To keep a commercial fishing fleet in action requires support—everything from vessel maintenance to fuel and ice, and gear. On the rugged coast of northern California, Brian Kelley, the owner of Noyo Net Works in Fort Bragg, Calif., does everything he can to supply nets and pots for his family’s boats and others as far as Alaska.  

“Right now, we’re rigging Dungeness crab pots for Alaska,” says Kelley. “And I have four nets in the shop that we are building or repairing.”  

Kelley is the third generation of his family in the fish business. He owns one boat and part of another with his father and uncle, but since he got out of high school, he has opted to stay on shore and focus on gear. “Our family had a ranch in the valley; my grandfather grew almonds. In the summertime, they’d come over here and go salmon fishing.”

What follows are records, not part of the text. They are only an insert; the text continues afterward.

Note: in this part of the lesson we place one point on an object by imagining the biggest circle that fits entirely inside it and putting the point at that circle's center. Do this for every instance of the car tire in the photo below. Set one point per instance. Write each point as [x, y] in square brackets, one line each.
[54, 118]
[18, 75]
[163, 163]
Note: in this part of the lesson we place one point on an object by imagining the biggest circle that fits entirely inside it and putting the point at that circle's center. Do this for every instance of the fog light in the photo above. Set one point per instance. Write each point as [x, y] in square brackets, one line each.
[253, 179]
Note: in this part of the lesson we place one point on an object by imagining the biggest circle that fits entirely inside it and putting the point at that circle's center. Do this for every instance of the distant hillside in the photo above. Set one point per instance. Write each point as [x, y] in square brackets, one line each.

Eventually, they decided to stay, and Brian’s father started to build boats. “He built about 13 boats, including the Miss Kelley II, the one he and my uncle own now.” 

As Kelley describes it, his career as a net builder started humbly. “I was a nail for an old Italian guy when I was about 5. I held the web, filled needles, and watched. Then my grandfather on my mother’s side decided to teach me how to really do it. He was hard on me. I thought he was mean.”

Tough though it was, the grandfather’s tutelage paid off, enabling Kelley to build his first net when he was 12. “I made $5 an hour, and I thought that was pretty good.”  

Fast forward 35 years, and Kelley is still at it. “Without a salmon season, it’s pretty dead around here,” he says. “But we’re rigging 1,500 crab pots for a guy up in Sand Point, Alaska. I guess they’re seeing more Dungeness crab up there on the Gulf of Alaska side and in the Bering Sea. He wanted us to come up there and do it, but it’s just as easy to do it here and send them up on a barge.”  

Besides the pots, Kelley builds nets for trawlers in California and the Pacific Northwest. “We’re building this upside-down trawl for north of the 40-10 line, where you can’t have floats in the middle part of the headrope. They use that for rockfish, petrale sole, blackcod, and dover sole.”  

Kelley reports that he is building more square mesh cod ends for California fishermen who are participating in 100 percent retention fisheries. “If they go without observers, they have to go with cameras and keep everything. With the square mesh, it lets the small rockfish out and does a lot of the sorting for them. Without these, some guys say they wouldn’t be able to fish.”   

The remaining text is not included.